The essential idea of this series is to interest young readers in the career of a young man at a boarding school, preferably a military or a naval academy. The stories should differ from the Jack Harkaways in being American and thoroughly up to date. Our idea is to issue, say, twelve stories, each complete in itself, but like the links in a chain, all dealing with life at the academy. By this time the readers will have become sufficiently well acquainted with the hero, and the author will also no doubt have exhausted most of the pranks and escapades that might naturally occur.
After the first twelve numbers, the hero is obliged to leave the academy, or takes it upon himself to leave. It is essential that he should come into a considerable amount of money at this period. When he leaves the academy he takes with him one of the professor’s servants, a chum. In fact any of the characters you have introduced and made prominent in the story. A little love element would also not be amiss, though this is not particularly important.
When the hero is once projected on his travels there is an infinite variety of incident to choose from. In the Island School Series, published by one of our London connections, you will find scenes of foreign travel with color. This material you are at liberty to use freely . . .

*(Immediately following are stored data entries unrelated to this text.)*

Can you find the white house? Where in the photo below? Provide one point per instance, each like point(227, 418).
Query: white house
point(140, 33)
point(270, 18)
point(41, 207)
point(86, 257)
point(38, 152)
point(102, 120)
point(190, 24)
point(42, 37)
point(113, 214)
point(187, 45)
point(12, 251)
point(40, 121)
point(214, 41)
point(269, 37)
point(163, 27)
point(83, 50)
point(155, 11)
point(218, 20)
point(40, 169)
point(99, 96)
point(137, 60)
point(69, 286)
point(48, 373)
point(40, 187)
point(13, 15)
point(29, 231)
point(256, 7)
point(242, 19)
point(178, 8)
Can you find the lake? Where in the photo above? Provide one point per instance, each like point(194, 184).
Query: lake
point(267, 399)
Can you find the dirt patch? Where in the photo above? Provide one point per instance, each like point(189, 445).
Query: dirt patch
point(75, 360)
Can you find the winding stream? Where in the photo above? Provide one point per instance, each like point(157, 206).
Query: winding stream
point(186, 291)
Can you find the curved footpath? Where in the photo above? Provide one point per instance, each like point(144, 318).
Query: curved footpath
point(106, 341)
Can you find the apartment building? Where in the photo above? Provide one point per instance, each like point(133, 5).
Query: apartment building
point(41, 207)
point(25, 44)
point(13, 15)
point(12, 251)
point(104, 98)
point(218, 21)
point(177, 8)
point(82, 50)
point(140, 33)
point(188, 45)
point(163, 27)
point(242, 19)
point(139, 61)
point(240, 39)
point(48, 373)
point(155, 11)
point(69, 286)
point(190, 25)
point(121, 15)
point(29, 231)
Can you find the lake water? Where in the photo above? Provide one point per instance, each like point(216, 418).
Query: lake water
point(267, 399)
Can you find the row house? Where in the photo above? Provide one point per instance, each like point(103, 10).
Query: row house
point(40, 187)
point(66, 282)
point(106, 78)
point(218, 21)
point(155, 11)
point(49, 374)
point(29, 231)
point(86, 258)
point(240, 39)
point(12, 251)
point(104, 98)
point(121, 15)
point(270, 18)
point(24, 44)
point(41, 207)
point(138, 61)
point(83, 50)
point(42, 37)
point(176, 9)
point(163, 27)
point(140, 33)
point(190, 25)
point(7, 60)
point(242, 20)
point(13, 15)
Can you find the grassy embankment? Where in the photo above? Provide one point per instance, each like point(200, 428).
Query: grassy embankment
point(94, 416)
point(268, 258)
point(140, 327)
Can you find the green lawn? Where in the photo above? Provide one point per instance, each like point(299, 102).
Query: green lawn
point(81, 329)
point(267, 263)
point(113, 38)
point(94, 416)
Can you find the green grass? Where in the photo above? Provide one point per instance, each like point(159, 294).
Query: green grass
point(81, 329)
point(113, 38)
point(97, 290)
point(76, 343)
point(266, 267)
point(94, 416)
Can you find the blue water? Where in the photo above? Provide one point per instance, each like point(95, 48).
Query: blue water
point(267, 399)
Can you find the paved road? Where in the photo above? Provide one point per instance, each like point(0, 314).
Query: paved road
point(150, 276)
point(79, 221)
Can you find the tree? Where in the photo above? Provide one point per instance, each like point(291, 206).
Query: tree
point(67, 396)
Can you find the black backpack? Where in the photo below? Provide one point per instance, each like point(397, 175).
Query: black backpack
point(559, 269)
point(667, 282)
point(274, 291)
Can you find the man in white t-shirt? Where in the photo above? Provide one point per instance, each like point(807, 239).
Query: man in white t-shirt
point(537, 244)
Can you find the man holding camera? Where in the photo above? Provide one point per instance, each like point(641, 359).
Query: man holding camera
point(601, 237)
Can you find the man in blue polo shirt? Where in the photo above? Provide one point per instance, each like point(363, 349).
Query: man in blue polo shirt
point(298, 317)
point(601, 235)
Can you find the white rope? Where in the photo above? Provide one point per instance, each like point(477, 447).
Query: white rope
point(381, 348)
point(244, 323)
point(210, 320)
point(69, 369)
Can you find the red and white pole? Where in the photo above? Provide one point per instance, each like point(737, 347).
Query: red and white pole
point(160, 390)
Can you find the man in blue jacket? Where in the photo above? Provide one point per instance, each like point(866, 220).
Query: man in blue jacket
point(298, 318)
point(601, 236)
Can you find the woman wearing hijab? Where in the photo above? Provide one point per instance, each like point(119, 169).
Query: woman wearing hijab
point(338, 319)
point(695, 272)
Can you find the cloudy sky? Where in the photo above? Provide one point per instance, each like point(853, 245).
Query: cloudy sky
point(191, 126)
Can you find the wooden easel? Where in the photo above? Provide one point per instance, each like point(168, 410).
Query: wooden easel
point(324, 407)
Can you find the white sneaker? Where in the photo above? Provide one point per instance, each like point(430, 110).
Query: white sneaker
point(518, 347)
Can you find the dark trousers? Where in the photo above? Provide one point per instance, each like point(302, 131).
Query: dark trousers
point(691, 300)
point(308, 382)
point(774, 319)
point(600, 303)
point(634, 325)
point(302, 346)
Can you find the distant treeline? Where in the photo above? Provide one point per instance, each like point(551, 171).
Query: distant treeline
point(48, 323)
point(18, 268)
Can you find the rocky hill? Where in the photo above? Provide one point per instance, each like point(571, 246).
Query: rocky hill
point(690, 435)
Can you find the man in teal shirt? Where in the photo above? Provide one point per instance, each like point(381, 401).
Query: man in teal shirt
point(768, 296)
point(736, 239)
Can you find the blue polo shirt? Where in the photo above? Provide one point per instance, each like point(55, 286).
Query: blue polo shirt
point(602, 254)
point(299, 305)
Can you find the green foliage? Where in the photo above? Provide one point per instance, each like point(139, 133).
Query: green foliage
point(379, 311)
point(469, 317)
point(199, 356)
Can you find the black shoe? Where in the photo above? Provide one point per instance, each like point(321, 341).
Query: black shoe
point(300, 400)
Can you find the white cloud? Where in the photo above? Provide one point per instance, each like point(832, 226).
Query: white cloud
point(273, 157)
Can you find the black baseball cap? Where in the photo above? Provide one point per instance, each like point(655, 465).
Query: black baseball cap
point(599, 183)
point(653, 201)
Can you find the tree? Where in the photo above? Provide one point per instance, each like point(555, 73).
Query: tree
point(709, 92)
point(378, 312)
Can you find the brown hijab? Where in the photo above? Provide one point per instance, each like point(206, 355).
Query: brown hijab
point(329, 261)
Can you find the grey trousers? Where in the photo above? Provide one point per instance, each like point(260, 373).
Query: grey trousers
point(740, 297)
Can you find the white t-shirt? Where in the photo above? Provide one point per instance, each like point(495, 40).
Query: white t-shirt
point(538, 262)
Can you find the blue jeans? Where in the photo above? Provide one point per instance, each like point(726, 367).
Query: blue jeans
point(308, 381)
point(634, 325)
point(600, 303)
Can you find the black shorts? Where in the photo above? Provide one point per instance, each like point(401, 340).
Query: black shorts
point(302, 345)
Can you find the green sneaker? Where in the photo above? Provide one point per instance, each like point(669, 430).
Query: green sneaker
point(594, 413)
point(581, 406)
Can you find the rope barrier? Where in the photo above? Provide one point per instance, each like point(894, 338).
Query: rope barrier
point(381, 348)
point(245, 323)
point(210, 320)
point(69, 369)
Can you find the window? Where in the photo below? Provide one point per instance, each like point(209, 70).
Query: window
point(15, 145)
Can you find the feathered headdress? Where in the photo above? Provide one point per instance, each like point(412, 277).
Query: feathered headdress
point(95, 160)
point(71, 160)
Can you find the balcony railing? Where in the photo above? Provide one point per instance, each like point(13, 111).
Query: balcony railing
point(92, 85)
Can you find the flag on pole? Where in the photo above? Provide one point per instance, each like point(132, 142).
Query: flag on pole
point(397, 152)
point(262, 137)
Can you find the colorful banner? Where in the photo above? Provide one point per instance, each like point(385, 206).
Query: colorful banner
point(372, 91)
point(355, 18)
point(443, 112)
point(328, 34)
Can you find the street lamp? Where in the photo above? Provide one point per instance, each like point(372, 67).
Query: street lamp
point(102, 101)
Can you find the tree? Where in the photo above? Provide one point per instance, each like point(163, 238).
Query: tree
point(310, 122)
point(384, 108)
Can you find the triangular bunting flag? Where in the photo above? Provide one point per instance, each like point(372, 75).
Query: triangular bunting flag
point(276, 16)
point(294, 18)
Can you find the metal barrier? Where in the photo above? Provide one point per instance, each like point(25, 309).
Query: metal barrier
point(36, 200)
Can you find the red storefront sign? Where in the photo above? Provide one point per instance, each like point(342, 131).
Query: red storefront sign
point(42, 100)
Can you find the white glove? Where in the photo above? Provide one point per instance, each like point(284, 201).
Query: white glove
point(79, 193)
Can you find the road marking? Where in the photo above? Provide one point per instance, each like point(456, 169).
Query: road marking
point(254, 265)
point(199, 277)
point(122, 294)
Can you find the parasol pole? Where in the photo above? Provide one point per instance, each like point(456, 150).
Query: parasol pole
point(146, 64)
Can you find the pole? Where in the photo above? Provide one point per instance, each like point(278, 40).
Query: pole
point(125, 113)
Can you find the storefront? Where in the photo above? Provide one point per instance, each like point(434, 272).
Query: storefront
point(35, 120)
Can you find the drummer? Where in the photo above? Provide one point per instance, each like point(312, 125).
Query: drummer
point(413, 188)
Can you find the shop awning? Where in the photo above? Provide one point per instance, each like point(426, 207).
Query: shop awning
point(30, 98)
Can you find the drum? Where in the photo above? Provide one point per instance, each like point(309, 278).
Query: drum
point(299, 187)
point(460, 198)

After we run through twenty or thirty numbers of this, we would bring the hero back and have him go to college - say, Yale University; thence we could take him on his travels again to the South Seas or anywhere. . . .

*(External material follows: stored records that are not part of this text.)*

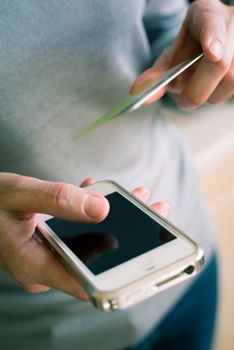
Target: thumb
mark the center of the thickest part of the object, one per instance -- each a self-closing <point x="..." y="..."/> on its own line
<point x="212" y="39"/>
<point x="30" y="195"/>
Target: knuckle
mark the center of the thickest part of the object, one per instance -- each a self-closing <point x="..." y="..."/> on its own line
<point x="193" y="100"/>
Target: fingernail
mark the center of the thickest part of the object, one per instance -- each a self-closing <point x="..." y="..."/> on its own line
<point x="216" y="48"/>
<point x="184" y="105"/>
<point x="95" y="206"/>
<point x="165" y="209"/>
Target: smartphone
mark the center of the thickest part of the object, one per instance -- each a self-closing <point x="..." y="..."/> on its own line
<point x="131" y="255"/>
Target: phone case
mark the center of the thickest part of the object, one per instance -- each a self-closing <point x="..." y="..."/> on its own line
<point x="142" y="288"/>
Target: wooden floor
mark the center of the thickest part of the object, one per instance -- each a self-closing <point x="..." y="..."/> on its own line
<point x="218" y="187"/>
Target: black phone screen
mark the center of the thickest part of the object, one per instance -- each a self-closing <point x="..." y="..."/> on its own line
<point x="126" y="233"/>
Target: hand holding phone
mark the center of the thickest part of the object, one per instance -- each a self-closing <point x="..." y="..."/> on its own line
<point x="30" y="263"/>
<point x="132" y="254"/>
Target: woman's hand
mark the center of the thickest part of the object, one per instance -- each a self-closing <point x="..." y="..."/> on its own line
<point x="30" y="262"/>
<point x="208" y="27"/>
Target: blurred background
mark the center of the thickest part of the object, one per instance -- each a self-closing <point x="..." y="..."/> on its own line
<point x="209" y="133"/>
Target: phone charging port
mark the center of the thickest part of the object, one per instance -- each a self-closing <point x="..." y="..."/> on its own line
<point x="188" y="271"/>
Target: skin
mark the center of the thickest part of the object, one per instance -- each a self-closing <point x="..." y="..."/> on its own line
<point x="29" y="261"/>
<point x="208" y="28"/>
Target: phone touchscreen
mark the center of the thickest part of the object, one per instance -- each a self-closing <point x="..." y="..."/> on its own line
<point x="126" y="233"/>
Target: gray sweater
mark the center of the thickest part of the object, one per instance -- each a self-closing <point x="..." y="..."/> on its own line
<point x="62" y="65"/>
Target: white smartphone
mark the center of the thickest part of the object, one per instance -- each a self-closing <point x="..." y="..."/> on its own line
<point x="131" y="255"/>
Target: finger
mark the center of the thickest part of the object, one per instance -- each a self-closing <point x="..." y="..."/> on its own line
<point x="162" y="208"/>
<point x="204" y="81"/>
<point x="87" y="182"/>
<point x="26" y="194"/>
<point x="142" y="193"/>
<point x="47" y="272"/>
<point x="208" y="19"/>
<point x="225" y="88"/>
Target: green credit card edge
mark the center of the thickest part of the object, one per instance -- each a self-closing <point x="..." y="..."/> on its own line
<point x="120" y="108"/>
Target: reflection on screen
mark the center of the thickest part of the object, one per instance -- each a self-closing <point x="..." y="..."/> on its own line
<point x="126" y="233"/>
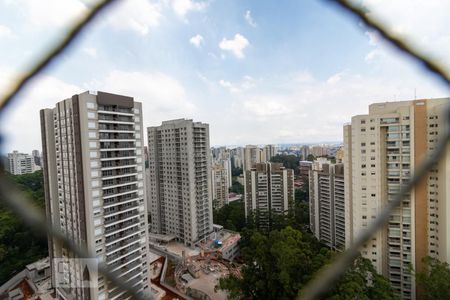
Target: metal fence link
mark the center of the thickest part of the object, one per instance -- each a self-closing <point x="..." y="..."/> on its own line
<point x="324" y="279"/>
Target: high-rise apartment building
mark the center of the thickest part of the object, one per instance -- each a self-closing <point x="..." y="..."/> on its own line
<point x="381" y="150"/>
<point x="36" y="157"/>
<point x="269" y="188"/>
<point x="94" y="189"/>
<point x="180" y="198"/>
<point x="319" y="151"/>
<point x="219" y="185"/>
<point x="304" y="152"/>
<point x="253" y="155"/>
<point x="21" y="163"/>
<point x="237" y="157"/>
<point x="269" y="151"/>
<point x="326" y="203"/>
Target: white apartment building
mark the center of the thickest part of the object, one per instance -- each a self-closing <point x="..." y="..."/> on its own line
<point x="252" y="155"/>
<point x="94" y="189"/>
<point x="326" y="203"/>
<point x="21" y="163"/>
<point x="180" y="198"/>
<point x="237" y="157"/>
<point x="269" y="151"/>
<point x="219" y="185"/>
<point x="268" y="189"/>
<point x="381" y="150"/>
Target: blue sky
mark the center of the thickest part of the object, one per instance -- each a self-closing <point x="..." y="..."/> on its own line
<point x="257" y="71"/>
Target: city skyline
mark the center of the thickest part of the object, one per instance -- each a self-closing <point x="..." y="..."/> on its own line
<point x="184" y="61"/>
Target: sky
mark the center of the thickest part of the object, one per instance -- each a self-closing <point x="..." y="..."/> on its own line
<point x="257" y="71"/>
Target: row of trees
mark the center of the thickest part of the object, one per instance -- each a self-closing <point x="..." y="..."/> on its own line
<point x="277" y="265"/>
<point x="19" y="245"/>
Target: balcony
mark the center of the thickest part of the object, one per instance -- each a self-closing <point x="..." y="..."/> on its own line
<point x="123" y="227"/>
<point x="121" y="218"/>
<point x="120" y="209"/>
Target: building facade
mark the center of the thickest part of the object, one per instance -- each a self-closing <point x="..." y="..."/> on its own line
<point x="268" y="189"/>
<point x="381" y="149"/>
<point x="269" y="151"/>
<point x="252" y="155"/>
<point x="219" y="185"/>
<point x="327" y="204"/>
<point x="21" y="163"/>
<point x="180" y="198"/>
<point x="94" y="189"/>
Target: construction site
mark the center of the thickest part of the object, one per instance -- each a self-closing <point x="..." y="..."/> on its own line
<point x="186" y="273"/>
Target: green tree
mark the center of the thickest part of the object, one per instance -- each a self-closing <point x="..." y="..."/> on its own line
<point x="236" y="187"/>
<point x="362" y="281"/>
<point x="19" y="245"/>
<point x="276" y="265"/>
<point x="231" y="216"/>
<point x="435" y="279"/>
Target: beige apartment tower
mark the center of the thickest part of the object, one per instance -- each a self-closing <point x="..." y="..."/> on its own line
<point x="326" y="203"/>
<point x="219" y="184"/>
<point x="381" y="150"/>
<point x="94" y="189"/>
<point x="268" y="189"/>
<point x="180" y="198"/>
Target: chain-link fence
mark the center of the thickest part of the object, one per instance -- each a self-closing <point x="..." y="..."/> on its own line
<point x="326" y="278"/>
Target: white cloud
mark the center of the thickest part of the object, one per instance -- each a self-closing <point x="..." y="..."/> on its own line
<point x="410" y="20"/>
<point x="286" y="109"/>
<point x="20" y="125"/>
<point x="5" y="32"/>
<point x="91" y="51"/>
<point x="196" y="40"/>
<point x="138" y="15"/>
<point x="183" y="7"/>
<point x="49" y="13"/>
<point x="246" y="83"/>
<point x="163" y="97"/>
<point x="248" y="17"/>
<point x="235" y="45"/>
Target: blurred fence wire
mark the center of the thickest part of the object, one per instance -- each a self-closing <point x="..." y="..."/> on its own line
<point x="327" y="277"/>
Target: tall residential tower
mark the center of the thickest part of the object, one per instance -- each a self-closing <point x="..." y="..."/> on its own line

Two weeks later Patten sent in a story called “Frank Merriwell; or, First Days at Fardale” (dime-novel titles were always two-parters, including a semicolon and a comma). “The first of the Frank Merriwell stories appeared on April 18, 1896” wrote Ronald Weber in Hired Pens, “and thereafter they were a regular feature of Street & Smith’s Tip Top Weekly. Patten’s first contract covered a three-year period and paid him $50 for a 20,000-word story. Although the money was modest, the contract meant a regular income and Patten reasoned that at the rate of five thousand words a day he could finish a story in four days and have two left over for other work.” (Emphasis mine; as a fellow pen for hire, I can only gasp in shock, awe, and dismay.)
After writing 20 million words over 17 years as Burt L. Standish, plus millions more as Lefty Locke and who knows what else, Gilbert Patten went to his grave as the most famous American author no one knew. Yet in Frank Merriwell he gave us a hero for his age and, in a not instantly visible way, our own. No one today knows of Malaeska and few of Deadwood Dick, but everyone knows Frank Merriwell, the pride of Yale, supreme athlete, courageous hunter, and master ventriloquist who, in the words of his creator, stood for truth, faith, justice, the triumph of right, mother, home, friendship, loyalty, patriotism, the love of alma mater, duty, sacrifice, retribution, and strength of soul as well as body. Frank was manly; he had “sand” … and he was modest to a fault.

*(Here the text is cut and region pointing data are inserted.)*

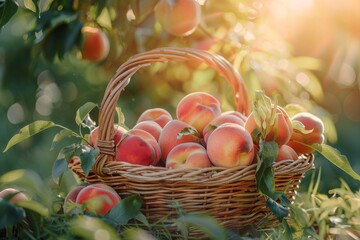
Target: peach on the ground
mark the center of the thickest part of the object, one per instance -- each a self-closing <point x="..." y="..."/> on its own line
<point x="98" y="198"/>
<point x="230" y="145"/>
<point x="198" y="109"/>
<point x="188" y="155"/>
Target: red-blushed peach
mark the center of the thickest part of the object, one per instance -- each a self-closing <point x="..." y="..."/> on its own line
<point x="94" y="136"/>
<point x="230" y="145"/>
<point x="72" y="194"/>
<point x="188" y="155"/>
<point x="235" y="113"/>
<point x="19" y="196"/>
<point x="286" y="153"/>
<point x="280" y="132"/>
<point x="169" y="136"/>
<point x="311" y="123"/>
<point x="217" y="121"/>
<point x="98" y="198"/>
<point x="151" y="127"/>
<point x="96" y="45"/>
<point x="158" y="115"/>
<point x="198" y="109"/>
<point x="138" y="147"/>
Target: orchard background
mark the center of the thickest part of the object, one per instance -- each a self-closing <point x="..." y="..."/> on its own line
<point x="304" y="52"/>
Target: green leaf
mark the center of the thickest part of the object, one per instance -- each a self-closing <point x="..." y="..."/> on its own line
<point x="88" y="228"/>
<point x="142" y="218"/>
<point x="70" y="151"/>
<point x="264" y="172"/>
<point x="58" y="169"/>
<point x="121" y="116"/>
<point x="28" y="131"/>
<point x="29" y="180"/>
<point x="64" y="133"/>
<point x="10" y="214"/>
<point x="299" y="215"/>
<point x="34" y="206"/>
<point x="88" y="158"/>
<point x="8" y="8"/>
<point x="336" y="158"/>
<point x="205" y="223"/>
<point x="277" y="209"/>
<point x="83" y="112"/>
<point x="128" y="208"/>
<point x="288" y="232"/>
<point x="137" y="234"/>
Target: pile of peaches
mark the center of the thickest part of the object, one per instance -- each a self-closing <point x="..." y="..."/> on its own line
<point x="202" y="135"/>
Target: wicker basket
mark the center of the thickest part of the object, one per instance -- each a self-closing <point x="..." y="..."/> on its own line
<point x="228" y="194"/>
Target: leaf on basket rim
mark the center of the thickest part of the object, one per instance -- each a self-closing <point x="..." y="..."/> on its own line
<point x="88" y="158"/>
<point x="10" y="214"/>
<point x="83" y="113"/>
<point x="64" y="133"/>
<point x="335" y="157"/>
<point x="277" y="209"/>
<point x="264" y="171"/>
<point x="59" y="167"/>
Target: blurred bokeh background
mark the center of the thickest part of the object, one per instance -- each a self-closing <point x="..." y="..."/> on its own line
<point x="304" y="52"/>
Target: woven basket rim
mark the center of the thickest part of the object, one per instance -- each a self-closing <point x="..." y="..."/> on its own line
<point x="165" y="54"/>
<point x="208" y="176"/>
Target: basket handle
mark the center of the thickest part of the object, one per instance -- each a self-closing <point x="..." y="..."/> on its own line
<point x="133" y="64"/>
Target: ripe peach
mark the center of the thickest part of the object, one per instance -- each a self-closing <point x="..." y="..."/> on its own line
<point x="96" y="45"/>
<point x="280" y="132"/>
<point x="236" y="114"/>
<point x="169" y="136"/>
<point x="98" y="198"/>
<point x="198" y="109"/>
<point x="151" y="127"/>
<point x="19" y="196"/>
<point x="71" y="196"/>
<point x="230" y="145"/>
<point x="138" y="147"/>
<point x="310" y="122"/>
<point x="158" y="115"/>
<point x="94" y="135"/>
<point x="286" y="153"/>
<point x="179" y="18"/>
<point x="188" y="155"/>
<point x="217" y="121"/>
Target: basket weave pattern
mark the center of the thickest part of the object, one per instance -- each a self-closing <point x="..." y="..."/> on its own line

The formulaic quality of the series, the crudity of the cover illustrations, the implausibility of the settings and impossibility of the outcomes, all combined to deliver a bindingly archaic experience of Young America when it was strong and, like its dime-novel heroes, noble. There is a reason that our enduring heroic figures — strong, silent, resolute types like John Wayne, Ted Williams, Gary Cooper, and Ronald Reagan — echo an archetypal past, one that is, in the words of historian J.H. Plumb, “a psychological reality, used for a social purpose: to stress the virtues of courage, endurance, strength, loyalty and indifference to death.” In other words, the virtues embodied in Frank Merriwell, Davy Crockett, Kit Carson, and their dime-novel chums.